Apa saja tanda dan gejala abses paru

  Sebagian besar abses paru memiliki onset akut atau subakut, dimulai dengan menggigil, demam tinggi, batuk dan batuk dahak berlendir atau dahak mukopurulen. Jika peradangan menyebar ke pleura, maka akan timbul nyeri dada. Setelah 1 hingga 2 minggu, abses masuk ke dalam bronkus dan tiba-tiba sejumlah besar dahak nanah dibatukkan, yang bisa mencapai beberapa ratus mililiter dalam sehari, dan dahak berbau busuk karena infeksi bakteri anaerobik. Setelah nanah keluar, gejala sistemik membaik, suhu tubuh turun, dan jika antibiotik yang efektif diterapkan tepat waktu, lesi dapat berangsur-angsur membaik dalam beberapa minggu, suhu tubuh cenderung normal, volume dahak menurun, dan kondisi umum kembali normal.  Jika pengobatan tidak tepat waktu dan lengkap, jika pengobatan tidak tepat dan memadai, dan jika daya tahan tubuh rendah, lesi secara bertahap dapat menjadi kronis. Dalam beberapa kasus, pneumotoraks atau fistula bronkopleural terbentuk di rongga dada.
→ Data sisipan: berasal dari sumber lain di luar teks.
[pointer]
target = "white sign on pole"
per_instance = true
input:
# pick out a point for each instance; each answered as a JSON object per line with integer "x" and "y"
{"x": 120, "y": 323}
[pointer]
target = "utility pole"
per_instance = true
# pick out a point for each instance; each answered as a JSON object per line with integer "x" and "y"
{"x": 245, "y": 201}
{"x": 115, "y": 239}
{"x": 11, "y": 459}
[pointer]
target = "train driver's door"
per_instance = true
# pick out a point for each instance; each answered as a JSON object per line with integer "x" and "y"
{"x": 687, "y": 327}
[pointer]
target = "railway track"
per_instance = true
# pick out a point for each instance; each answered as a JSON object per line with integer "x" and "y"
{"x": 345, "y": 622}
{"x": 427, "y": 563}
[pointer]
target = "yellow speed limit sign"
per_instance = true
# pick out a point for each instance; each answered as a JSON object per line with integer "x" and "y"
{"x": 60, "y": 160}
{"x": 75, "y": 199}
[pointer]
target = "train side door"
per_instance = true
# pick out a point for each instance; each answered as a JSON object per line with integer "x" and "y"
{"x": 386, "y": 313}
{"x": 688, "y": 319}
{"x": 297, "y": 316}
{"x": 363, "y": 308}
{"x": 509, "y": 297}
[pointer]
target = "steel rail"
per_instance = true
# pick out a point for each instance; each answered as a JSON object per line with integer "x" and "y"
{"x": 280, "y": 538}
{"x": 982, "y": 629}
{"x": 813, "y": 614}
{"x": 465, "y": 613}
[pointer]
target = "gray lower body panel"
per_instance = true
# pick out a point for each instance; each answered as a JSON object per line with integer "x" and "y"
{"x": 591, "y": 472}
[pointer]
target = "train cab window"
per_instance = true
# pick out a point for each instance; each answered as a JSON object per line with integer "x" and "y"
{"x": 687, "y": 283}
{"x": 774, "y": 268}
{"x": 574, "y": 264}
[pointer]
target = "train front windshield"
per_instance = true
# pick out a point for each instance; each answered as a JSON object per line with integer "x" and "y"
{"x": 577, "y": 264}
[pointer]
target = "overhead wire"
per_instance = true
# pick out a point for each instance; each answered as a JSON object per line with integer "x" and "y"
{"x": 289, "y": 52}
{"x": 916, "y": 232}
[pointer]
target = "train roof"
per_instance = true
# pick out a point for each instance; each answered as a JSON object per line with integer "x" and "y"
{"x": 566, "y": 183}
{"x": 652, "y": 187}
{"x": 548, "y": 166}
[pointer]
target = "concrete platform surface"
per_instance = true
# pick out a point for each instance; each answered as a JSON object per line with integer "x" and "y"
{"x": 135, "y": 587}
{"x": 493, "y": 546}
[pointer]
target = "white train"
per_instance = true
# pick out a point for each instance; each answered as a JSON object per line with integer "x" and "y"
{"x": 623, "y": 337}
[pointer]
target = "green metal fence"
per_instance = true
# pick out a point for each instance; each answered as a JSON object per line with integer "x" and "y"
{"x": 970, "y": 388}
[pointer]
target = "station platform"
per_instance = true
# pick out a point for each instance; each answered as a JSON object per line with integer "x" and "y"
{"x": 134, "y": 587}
Pada saat ini, gejalanya kadang-kadang ringan dan kadang-kadang parah, terutama batuk dan batuk dahak nanah, banyak yang disertai hemoptisis, dari darah dalam dahak hingga hemoptisis, demam intermiten dan nyeri dada, dll. Akibat keracunan dan konsumsi kronis jangka panjang, banyak pasien mengalami kekurusan dan anemia. Individu memiliki abses metastatik di otak, hati dan ginjal. Abses kronis sering memiliki riwayat pengobatan yang tidak teratur dan sedikit membaik ketika lesi stabil.  Tanda-tanda: lesi awal dengan luas yang kecil tidak memiliki tanda-tanda spesifik. Tanda-tanda perubahan paru-paru padat (misalnya berkurangnya siulan, perkusi keruh, siulan bronkial, dentingan inspirasi) serta suara gesekan pleura, efusi pleura, edema paru, tanda-tanda pneumotoraks (perkusi keruh, pergeseran mediastinum, berkurangnya siulan pada efusi) dapat ditemukan, sementara suara siulan seperti guci jarang terjadi. Kasus yang lebih lama cenderung memiliki jari-jari seperti alu dan kelainan bentuk toraks yang kolaps dengan mobilitas yang buruk. Pada kasus pneumotoraks dan fistula bronkopleural, tanda-tanda yang sesuai terlihat pada pemeriksaan.